Pensioni, l’effetto recessivo di quota 100

Pensioni, l’effetto recessivo di quota 100

Quando il topo fiuta il formaggio la trappola è già stata caricata e la sua sorte è segnata. L’inizio del 2019 porta con sé l’aroma di più pensionati e nel guardare quel che può succedere nel pubblico impiego già si vede come funzionerà la trappola.

Nel corso dell’anno appena iniziato gli statali che maturano i termini per andare in pensione saranno fra 90 e 100 mila. A questi se ne aggiungono 120-140 mila che potranno utilizzare la quota 100 (di cui ancora sappiamo troppo poco, avendone parlato fin troppo a lungo). Significa che andranno in pensione fra 110 e 240 mila persone. Dice il ministro della funzione pubblica, Giulia Bongiorno, che saranno tutti rimpiazzati. Dice anche che nonostante i processi penali diventeranno eterni non per questo diminuiranno le garanzie per i cittadini, il che toglie ragionevolezza alle sue previsioni.

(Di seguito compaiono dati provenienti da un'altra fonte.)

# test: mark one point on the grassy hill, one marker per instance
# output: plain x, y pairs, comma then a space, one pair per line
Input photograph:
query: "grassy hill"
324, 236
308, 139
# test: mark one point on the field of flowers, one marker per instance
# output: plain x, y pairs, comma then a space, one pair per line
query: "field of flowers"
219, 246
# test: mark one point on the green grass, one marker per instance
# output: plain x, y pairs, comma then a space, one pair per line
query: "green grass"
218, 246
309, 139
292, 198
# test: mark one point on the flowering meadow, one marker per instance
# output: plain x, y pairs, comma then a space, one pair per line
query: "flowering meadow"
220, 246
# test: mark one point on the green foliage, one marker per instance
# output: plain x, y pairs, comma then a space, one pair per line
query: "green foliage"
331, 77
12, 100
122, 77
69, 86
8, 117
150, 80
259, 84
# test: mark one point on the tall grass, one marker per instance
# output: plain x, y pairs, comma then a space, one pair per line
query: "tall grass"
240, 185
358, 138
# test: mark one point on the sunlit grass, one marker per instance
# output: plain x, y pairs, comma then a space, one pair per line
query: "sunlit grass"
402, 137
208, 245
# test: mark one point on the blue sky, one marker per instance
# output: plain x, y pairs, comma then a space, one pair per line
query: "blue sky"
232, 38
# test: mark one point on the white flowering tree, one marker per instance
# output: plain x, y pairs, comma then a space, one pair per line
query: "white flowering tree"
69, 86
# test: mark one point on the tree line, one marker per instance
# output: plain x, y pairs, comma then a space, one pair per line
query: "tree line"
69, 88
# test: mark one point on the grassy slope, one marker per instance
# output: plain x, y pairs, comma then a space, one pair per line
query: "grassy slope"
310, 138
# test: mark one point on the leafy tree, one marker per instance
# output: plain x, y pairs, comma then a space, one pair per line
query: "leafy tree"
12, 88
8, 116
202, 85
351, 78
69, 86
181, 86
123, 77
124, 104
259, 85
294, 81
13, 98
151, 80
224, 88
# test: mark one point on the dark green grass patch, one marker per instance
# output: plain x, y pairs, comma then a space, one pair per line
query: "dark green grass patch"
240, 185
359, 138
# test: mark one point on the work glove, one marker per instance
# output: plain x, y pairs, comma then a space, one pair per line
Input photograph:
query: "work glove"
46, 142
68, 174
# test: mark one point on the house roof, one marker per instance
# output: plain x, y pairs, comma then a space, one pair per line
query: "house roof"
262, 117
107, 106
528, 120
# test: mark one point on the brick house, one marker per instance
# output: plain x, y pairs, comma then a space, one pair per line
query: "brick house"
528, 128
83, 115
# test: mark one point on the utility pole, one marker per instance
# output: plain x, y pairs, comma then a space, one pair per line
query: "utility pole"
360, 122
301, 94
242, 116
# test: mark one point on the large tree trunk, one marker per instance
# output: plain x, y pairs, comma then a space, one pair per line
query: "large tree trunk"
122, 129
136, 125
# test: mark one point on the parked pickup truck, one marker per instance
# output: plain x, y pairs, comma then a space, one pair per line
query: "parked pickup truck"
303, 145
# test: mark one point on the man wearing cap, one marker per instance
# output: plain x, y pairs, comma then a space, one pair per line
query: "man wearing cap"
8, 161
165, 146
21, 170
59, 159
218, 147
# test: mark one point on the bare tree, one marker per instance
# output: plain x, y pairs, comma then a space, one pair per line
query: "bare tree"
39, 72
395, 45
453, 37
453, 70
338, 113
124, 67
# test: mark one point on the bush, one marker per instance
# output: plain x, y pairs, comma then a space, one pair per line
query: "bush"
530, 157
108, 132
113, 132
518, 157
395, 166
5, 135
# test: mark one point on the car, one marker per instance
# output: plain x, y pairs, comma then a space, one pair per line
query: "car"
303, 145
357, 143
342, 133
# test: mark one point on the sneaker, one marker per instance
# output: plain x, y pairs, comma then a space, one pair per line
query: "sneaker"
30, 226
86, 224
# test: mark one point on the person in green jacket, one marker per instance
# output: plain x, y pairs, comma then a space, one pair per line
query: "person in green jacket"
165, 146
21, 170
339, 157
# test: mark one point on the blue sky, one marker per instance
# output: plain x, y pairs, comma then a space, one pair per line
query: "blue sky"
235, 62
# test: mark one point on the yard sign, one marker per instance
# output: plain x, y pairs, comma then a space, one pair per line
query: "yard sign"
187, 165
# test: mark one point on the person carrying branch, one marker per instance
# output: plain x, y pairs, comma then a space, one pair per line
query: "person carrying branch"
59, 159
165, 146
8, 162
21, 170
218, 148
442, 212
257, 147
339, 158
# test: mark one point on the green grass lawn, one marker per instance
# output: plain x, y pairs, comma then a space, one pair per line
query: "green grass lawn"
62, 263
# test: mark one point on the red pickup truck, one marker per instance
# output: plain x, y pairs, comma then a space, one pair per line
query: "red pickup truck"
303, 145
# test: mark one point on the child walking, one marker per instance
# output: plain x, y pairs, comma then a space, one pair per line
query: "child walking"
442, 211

Ma poniamo che, almeno per quanto di sua competenza ministeriale, il ministro abbia ragione.

Ne derivano due conseguenze.

1. La prima è che, come era ovvio, la supposizione che per ogni pensionando ci saranno due o tre nuove assunzioni è campata in aria. Già è tanto se ci sarà uno scambio uno a uno.

2. La seconda è che aumenterà la spesa pubblica, sommando nuovi pensionati e nuovi assunti, senza che questo si accompagni ad alcuna riforma dei servizi, quindi pagheremo di più per avere sempre la stessa cosa.

Due conseguenze con effetto recessivo, altro che manovra del popolo e deficit per la crescita! Per coprire queste spese o aumenterà il debito (cosa che il governo nega) o aumenterà la pressione fiscale e previdenziale (cosa che il governo ha già messo in conto, pur negandola a chiacchiere). Il che comporta minore competitività e maggiori costi per i produttori di ricchezza. Con effetti recessivi, appunto.

Nel 2008 i trasferimenti dallo Stato verso l’Inps ammontavano a 60 miliardi di euro. Nel 2018 sono giunti a 110. Così andando cresceranno ancora. Significa che un Paese che ha una bassa partecipazione al lavoro spende sempre più soldi non per investimenti che creino ricchezza offrendo lavoro, ma per finanziare il non lavoro. Sia sotto forma di sussidi ai non occupati (o presunti tali, in realtà lavoratori in nero) che di incentivi a smettere di lavorare. Un assistenzialismo improduttivo che da nessuna parte e in nessun tempo ha mai generato sviluppo.